We are already observing a change that the regulatory authorities increasingly demand for process understanding. This is not coming as a surprise. A systematic way of relating material attributes and process parameters to drug product quality attributes should be self-understood. Purely data-driven approaches then have a hard time explaining why those relationships should be proportional, linear or quadratic. As mechanistic models are based on scientific principles, they can naturally prove the required relationships and resulting in process understanding. The authorities seem to be open towards this approach.
Another argument is that simulations can predict thousands of different process scenarios within minutes. That allows for more thoroughness during process characterization for example. As process characterization and validation is not done at production scale but typically with bench-top systems, arguments must be found why a bench-top model should be representative for the production scale. Mechanistic models can also help here. Only the fluid dynamic parameters must be adapted to the new scale. The actual interactions of molecules with the ligands on the resin do not change.
In summary, I am convinced that soon, modeling will be an asset in de-risking drug manufacturing but also the process of filing a new drug application.
Observing recent publications and trends, many voices within the biopharmaceutical industry seem to be convinced that bioprocessing 4.0 and the concept of digital twins will assert themselves. What could accelerate this process?
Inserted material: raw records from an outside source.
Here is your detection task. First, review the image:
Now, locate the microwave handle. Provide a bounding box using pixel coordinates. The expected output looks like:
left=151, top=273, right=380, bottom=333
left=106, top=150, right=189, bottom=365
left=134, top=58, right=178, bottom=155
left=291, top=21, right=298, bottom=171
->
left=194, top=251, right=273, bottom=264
In almost all industries, the overall level of digitalization is increasing—with our industry being a bit more conservative than others. The data flows that we envision for efficient model building are not yet in place. Column and resin properties as well as buffer recipes are often not easily accessible.
Even assigning fraction analyses to the right time point in the chromatogram often needs extra work. Theses fraction analyses are currently needed to reveal the individual peak shapes of complex multi-component separations. The implementation of advanced process analytical technologies (PAT), especially online real-time monitoring could further accelerate the roll-out of mechanistic modeling in the biopharmaceutical industry.
Once the first molecules, whose development process was mainly driven by modeling, have passed regulatory approval, I expect a strong demand for the type of modelling that we are doing. Based on our experience, many companies in the industry are already preparing themselves and employ dedicated modeling experts – and there are more to come. And I’m not saying that as a maths graduate. The next generation of process developers will be digital natives who consider simulations essential to their work.